The Constitution is the compass, the rudder and the anchor of the ship of state. Without it comes tyranny or chaos. It is the citadel of the rights of free men. It must be preserved, it must be preserved as written.

The oath to uphold and defend the Constitution is made a duty of every judge of every court. The decree here entered is one of that line of decisions leveling and annulling constitutional limitation on arbitrary powers of government. It bypasses Article X of the Bill of Rights as though it had never been written. History will mark this as an epoch in the lives of the American people and particularly so as a rift in the judicial powers of our nation. Though we sign the decree as required by the mandate of our higher court, so deeply do we feel the effects upon the future we must let the record show that at least one judge would dissent.

One final word to the people of Dallas: Stand calmly by constituted authority.

To the colored man, you are fully aware of having won in the courts of the land a history-making legal battle. If it calls for a triumph, remember the precept of General Grant at Appomattox: "Never crow over the reverses of an honorable adversary." In our courts your lawyers will tell you never to provoke a difficulty. Sound ethics and good manners tell us not to unnecessarily provoke the ill will of those with whom we live. In this long continued trial your lawyers and your people have conducted themselves with that courteous decorum which commands the respect of the United States Court and the public. It well behooves you to help avoid such untoward scenes *735 and conditions as have prevailed in other cities.
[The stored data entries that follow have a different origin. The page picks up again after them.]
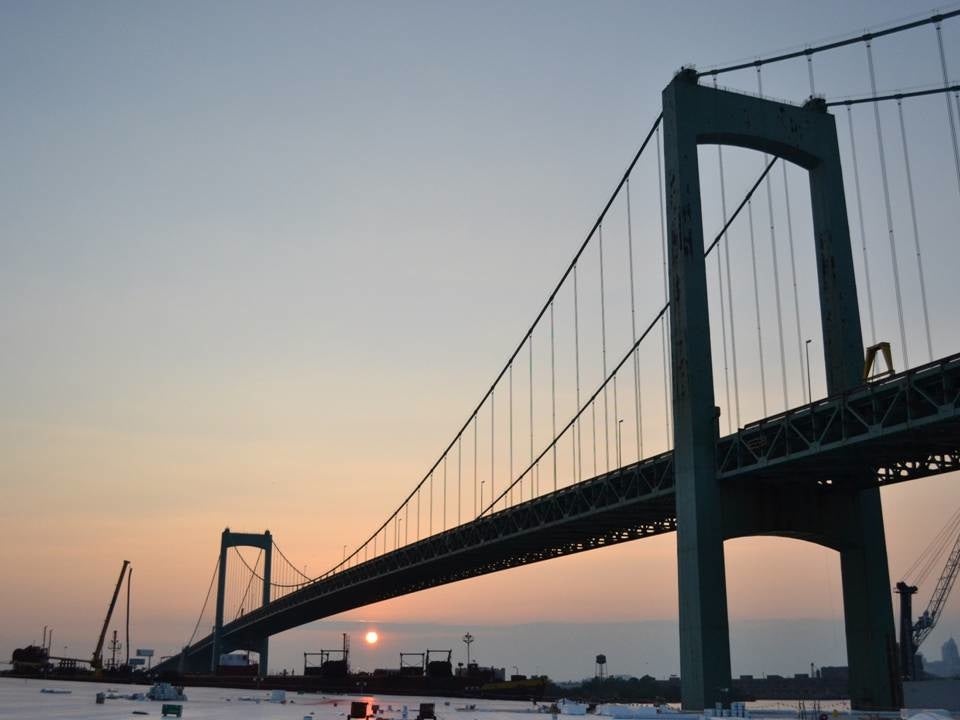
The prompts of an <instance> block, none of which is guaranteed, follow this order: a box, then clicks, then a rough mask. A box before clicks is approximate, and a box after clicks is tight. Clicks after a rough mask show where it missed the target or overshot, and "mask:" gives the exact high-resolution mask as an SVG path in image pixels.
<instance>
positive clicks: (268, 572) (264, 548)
mask: <svg viewBox="0 0 960 720" xmlns="http://www.w3.org/2000/svg"><path fill="white" fill-rule="evenodd" d="M272 567H273V536H272V535H271V534H270V531H269V530H267V531H266V532H265V533H264V534H263V604H264V605H268V604H269V603H270V572H271V568H272ZM258 652H259V655H260V660H259V662H260V668H259V673H260V677H261V678H264V677H266V676H267V664H268V662H269V656H270V638H269V637H265V638H263V640H261V641H260V650H259V651H258Z"/></svg>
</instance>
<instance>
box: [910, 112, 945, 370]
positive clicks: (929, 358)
mask: <svg viewBox="0 0 960 720" xmlns="http://www.w3.org/2000/svg"><path fill="white" fill-rule="evenodd" d="M947 102H948V103H949V97H948V98H947ZM897 114H898V116H899V118H900V138H901V140H902V142H903V165H904V168H905V170H906V174H907V196H908V198H909V199H910V220H911V222H912V223H913V244H914V248H915V251H916V255H917V274H918V276H919V278H920V301H921V305H922V307H923V327H924V330H925V331H926V336H927V356H928V357H927V361H928V362H933V339H932V338H931V337H930V316H929V314H928V313H927V284H926V282H925V281H924V277H923V260H922V258H921V256H920V231H919V230H918V229H917V206H916V203H915V202H914V199H913V176H912V174H911V172H910V151H909V150H908V147H907V129H906V125H905V124H904V122H903V102H902V101H900V100H897Z"/></svg>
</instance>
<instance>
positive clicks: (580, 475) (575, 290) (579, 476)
mask: <svg viewBox="0 0 960 720" xmlns="http://www.w3.org/2000/svg"><path fill="white" fill-rule="evenodd" d="M573 356H574V365H575V368H576V370H575V372H576V381H577V382H576V385H577V407H580V295H579V290H578V288H577V266H576V265H574V266H573ZM574 433H575V434H576V441H577V442H576V451H575V452H576V460H575V462H574V468H575V471H576V473H577V482H579V481H580V480H582V479H583V425H581V424H579V423H578V424H577V427H576V428H575V429H574ZM530 459H531V460H533V444H532V443H531V444H530Z"/></svg>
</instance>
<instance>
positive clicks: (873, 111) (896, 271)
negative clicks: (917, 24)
mask: <svg viewBox="0 0 960 720" xmlns="http://www.w3.org/2000/svg"><path fill="white" fill-rule="evenodd" d="M866 45H867V65H868V66H869V68H870V90H871V92H872V93H873V96H874V97H876V96H877V77H876V73H875V72H874V69H873V50H872V49H871V43H870V40H869V39H868V40H867V41H866ZM873 119H874V121H875V122H876V125H877V152H878V153H879V155H880V179H881V181H882V183H883V203H884V206H885V208H886V211H887V237H888V238H889V239H890V263H891V265H893V290H894V294H895V295H896V299H897V320H898V321H899V324H900V345H901V347H902V348H903V364H904V367H910V358H909V353H908V350H907V331H906V328H905V327H904V324H903V299H902V297H901V294H900V263H899V262H898V261H897V244H896V240H895V238H894V234H893V211H892V210H891V209H890V185H889V183H888V182H887V156H886V153H885V152H884V151H883V130H882V129H881V127H880V105H879V103H873Z"/></svg>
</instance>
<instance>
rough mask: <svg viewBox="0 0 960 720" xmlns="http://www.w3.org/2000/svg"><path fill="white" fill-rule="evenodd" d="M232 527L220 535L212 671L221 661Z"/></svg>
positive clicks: (225, 528) (216, 669)
mask: <svg viewBox="0 0 960 720" xmlns="http://www.w3.org/2000/svg"><path fill="white" fill-rule="evenodd" d="M229 536H230V528H225V529H224V531H223V533H221V535H220V563H219V565H218V570H217V611H216V616H215V619H214V624H213V649H212V652H211V657H210V672H212V673H215V672H216V671H217V664H218V663H219V661H220V635H221V633H222V632H223V601H224V598H223V596H224V594H225V593H226V586H227V540H228V538H229Z"/></svg>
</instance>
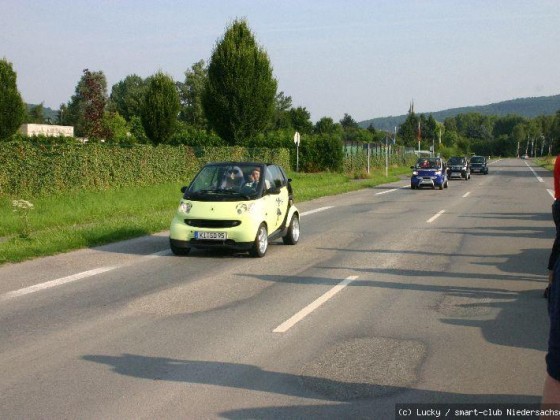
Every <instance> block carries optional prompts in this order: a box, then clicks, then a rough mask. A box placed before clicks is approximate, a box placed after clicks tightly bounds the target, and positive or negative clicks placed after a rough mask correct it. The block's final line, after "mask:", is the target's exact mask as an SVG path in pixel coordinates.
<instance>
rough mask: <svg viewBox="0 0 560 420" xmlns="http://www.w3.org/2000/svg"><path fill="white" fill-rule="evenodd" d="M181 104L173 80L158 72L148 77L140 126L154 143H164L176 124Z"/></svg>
mask: <svg viewBox="0 0 560 420" xmlns="http://www.w3.org/2000/svg"><path fill="white" fill-rule="evenodd" d="M180 107H181V105H180V103H179V94H178V93H177V89H176V88H175V82H174V81H173V79H172V78H171V77H170V76H167V75H165V74H163V73H162V72H158V73H156V74H155V75H153V76H152V77H150V78H148V87H147V89H146V95H145V97H144V103H143V105H142V126H143V127H144V130H145V132H146V135H147V136H148V138H149V139H150V140H151V141H152V143H154V144H161V143H165V142H166V141H167V140H168V139H169V137H170V136H171V134H172V133H173V131H174V129H175V127H176V124H177V115H178V114H179V109H180Z"/></svg>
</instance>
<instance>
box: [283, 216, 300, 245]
mask: <svg viewBox="0 0 560 420" xmlns="http://www.w3.org/2000/svg"><path fill="white" fill-rule="evenodd" d="M299 233H300V230H299V217H298V215H297V214H294V215H293V216H292V220H290V226H289V227H288V232H287V233H286V235H285V236H282V241H283V242H284V244H285V245H295V244H297V243H298V241H299Z"/></svg>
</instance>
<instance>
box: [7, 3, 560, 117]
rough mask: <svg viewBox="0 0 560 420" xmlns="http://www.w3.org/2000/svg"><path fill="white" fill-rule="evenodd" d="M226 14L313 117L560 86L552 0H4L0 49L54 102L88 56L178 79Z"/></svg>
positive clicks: (37, 89) (447, 107) (493, 99)
mask: <svg viewBox="0 0 560 420" xmlns="http://www.w3.org/2000/svg"><path fill="white" fill-rule="evenodd" d="M235 19H246V20H247V22H248V24H249V27H250V29H251V31H252V32H253V35H254V36H255V38H256V40H257V42H258V44H259V45H260V46H261V47H262V48H264V50H265V51H266V52H267V53H268V56H269V59H270V62H271V65H272V67H273V74H274V77H275V78H276V79H277V80H278V91H279V92H280V91H282V92H284V94H285V95H286V96H290V97H291V98H292V104H293V106H294V107H298V106H301V107H305V108H306V109H307V110H308V111H309V112H310V114H311V119H312V121H314V122H315V121H317V120H319V119H320V118H322V117H330V118H332V119H333V120H335V121H339V120H340V119H342V118H343V117H344V114H349V115H350V116H351V117H352V118H353V119H354V120H356V121H363V120H367V119H370V118H377V117H386V116H396V115H402V114H406V113H407V111H408V109H409V107H410V104H411V102H412V101H413V102H414V110H415V112H417V113H429V112H436V111H441V110H444V109H449V108H458V107H463V106H474V105H487V104H490V103H495V102H501V101H504V100H510V99H516V98H526V97H539V96H550V95H557V94H560V53H559V46H560V1H559V0H525V1H523V0H387V1H384V0H369V1H362V0H275V1H274V0H221V1H218V0H182V1H180V0H176V1H172V0H162V1H158V0H93V1H91V0H87V1H86V0H0V28H2V29H1V31H0V58H5V59H7V60H8V61H9V62H11V63H12V65H13V67H14V70H15V72H16V74H17V84H18V89H19V91H20V93H21V95H22V97H23V100H24V101H25V102H27V103H31V104H39V103H43V105H44V106H45V107H50V108H53V109H58V108H59V107H60V105H61V104H63V103H67V102H68V101H69V100H70V98H71V96H72V95H73V94H74V92H75V89H76V85H77V83H78V81H79V80H80V78H81V76H82V74H83V70H84V69H86V68H87V69H89V70H90V71H102V72H103V73H104V74H105V76H106V78H107V84H108V93H110V92H111V87H112V86H113V85H114V84H116V83H118V82H119V81H121V80H123V79H124V78H125V77H126V76H128V75H131V74H137V75H139V76H141V77H143V78H145V77H148V76H151V75H153V74H154V73H156V72H158V71H162V72H164V73H166V74H168V75H169V76H171V77H172V78H173V79H174V80H176V81H184V79H185V71H187V70H188V69H190V68H191V66H192V65H193V64H194V63H196V62H198V61H200V60H205V61H206V62H208V61H209V60H210V57H211V55H212V51H213V49H214V47H215V45H216V43H217V42H219V40H220V39H221V38H222V37H223V35H224V32H225V30H226V28H227V26H228V25H230V24H231V23H232V22H233V21H234V20H235Z"/></svg>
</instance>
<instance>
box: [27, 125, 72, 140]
mask: <svg viewBox="0 0 560 420" xmlns="http://www.w3.org/2000/svg"><path fill="white" fill-rule="evenodd" d="M19 132H20V134H23V135H24V136H41V135H43V136H50V137H58V136H63V137H74V127H72V126H68V125H50V124H22V125H21V127H20V128H19Z"/></svg>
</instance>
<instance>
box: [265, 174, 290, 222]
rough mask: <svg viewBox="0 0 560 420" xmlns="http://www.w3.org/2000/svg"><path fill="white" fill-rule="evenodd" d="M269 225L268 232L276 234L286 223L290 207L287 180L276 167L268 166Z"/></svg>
mask: <svg viewBox="0 0 560 420" xmlns="http://www.w3.org/2000/svg"><path fill="white" fill-rule="evenodd" d="M265 184H266V186H267V188H268V192H267V193H266V197H265V198H266V208H267V216H266V218H267V224H268V230H269V233H270V232H274V231H275V230H277V229H278V228H280V226H281V225H282V223H283V222H284V219H285V218H286V211H287V207H288V200H289V197H288V188H287V180H286V179H285V177H284V175H283V173H282V171H281V170H280V169H279V168H278V167H277V166H276V165H268V166H267V168H266V171H265Z"/></svg>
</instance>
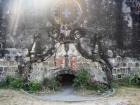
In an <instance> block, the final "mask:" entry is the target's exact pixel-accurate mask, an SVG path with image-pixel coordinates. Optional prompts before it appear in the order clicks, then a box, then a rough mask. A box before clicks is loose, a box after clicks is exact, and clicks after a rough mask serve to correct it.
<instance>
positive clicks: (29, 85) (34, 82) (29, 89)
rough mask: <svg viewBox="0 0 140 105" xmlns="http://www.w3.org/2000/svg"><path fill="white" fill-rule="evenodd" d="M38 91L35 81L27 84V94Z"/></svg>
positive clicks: (38, 86) (31, 81)
mask: <svg viewBox="0 0 140 105" xmlns="http://www.w3.org/2000/svg"><path fill="white" fill-rule="evenodd" d="M39 89H40V86H39V83H38V82H37V81H35V80H32V81H30V82H29V85H28V90H29V92H31V93H33V92H36V91H37V90H39Z"/></svg>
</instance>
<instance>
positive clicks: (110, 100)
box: [0, 87, 140, 105]
mask: <svg viewBox="0 0 140 105" xmlns="http://www.w3.org/2000/svg"><path fill="white" fill-rule="evenodd" d="M139 100H140V89H138V88H125V87H123V88H120V89H118V90H117V92H116V93H115V94H114V95H113V96H109V97H106V98H102V99H98V100H94V101H81V102H62V101H45V100H41V99H37V98H35V97H32V96H30V95H25V93H24V92H23V91H15V90H7V89H1V90H0V105H140V101H139Z"/></svg>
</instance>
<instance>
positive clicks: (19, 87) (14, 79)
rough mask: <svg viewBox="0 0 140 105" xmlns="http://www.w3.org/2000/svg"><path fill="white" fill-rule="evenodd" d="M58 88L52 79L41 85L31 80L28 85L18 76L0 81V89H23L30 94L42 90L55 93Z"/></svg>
mask: <svg viewBox="0 0 140 105" xmlns="http://www.w3.org/2000/svg"><path fill="white" fill-rule="evenodd" d="M60 86H61V85H60V83H59V82H58V81H56V79H54V78H52V79H48V78H45V79H44V80H43V82H42V84H40V83H38V81H35V80H31V81H28V83H25V81H24V79H23V78H21V77H20V76H16V77H12V76H6V77H5V78H4V79H2V80H1V81H0V88H11V89H23V90H25V91H28V92H30V93H33V92H36V91H40V90H43V89H44V88H45V89H49V90H53V91H56V90H58V89H59V88H60Z"/></svg>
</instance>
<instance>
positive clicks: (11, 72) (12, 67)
mask: <svg viewBox="0 0 140 105" xmlns="http://www.w3.org/2000/svg"><path fill="white" fill-rule="evenodd" d="M17 70H18V65H17V63H16V62H15V61H7V60H0V80H1V79H3V78H5V77H6V76H8V75H11V76H15V75H16V72H17Z"/></svg>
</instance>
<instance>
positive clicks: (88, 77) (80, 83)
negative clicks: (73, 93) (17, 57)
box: [73, 68, 89, 89]
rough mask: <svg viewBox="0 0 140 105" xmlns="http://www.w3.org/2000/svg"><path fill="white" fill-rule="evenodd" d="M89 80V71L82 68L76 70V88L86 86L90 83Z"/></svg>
mask: <svg viewBox="0 0 140 105" xmlns="http://www.w3.org/2000/svg"><path fill="white" fill-rule="evenodd" d="M88 81H89V73H88V71H87V70H86V69H84V68H82V69H80V70H78V71H77V72H76V74H75V78H74V84H73V86H74V87H75V88H81V89H83V88H86V86H87V85H88Z"/></svg>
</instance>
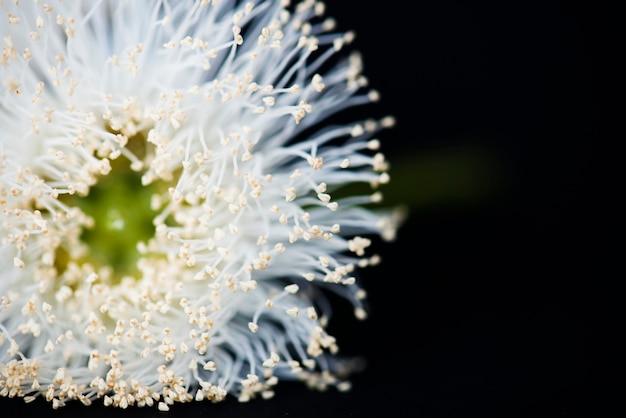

To the white man we would say that while every decision rendered by a Court does not become the law of the land yet if the judgment so rendered puts in motion edicts of the law and agencies of government, do not, though you disapprove, resort to violence in any form. It injures your cause. It does harm and subjects you to ultimate defeat and humiliation. Let the admonition of George Washington in his farewell address be your guide:

"Towards the preservation of government and the permanency of state it is requested that you discountenance irregular opposition to acknowledged authority."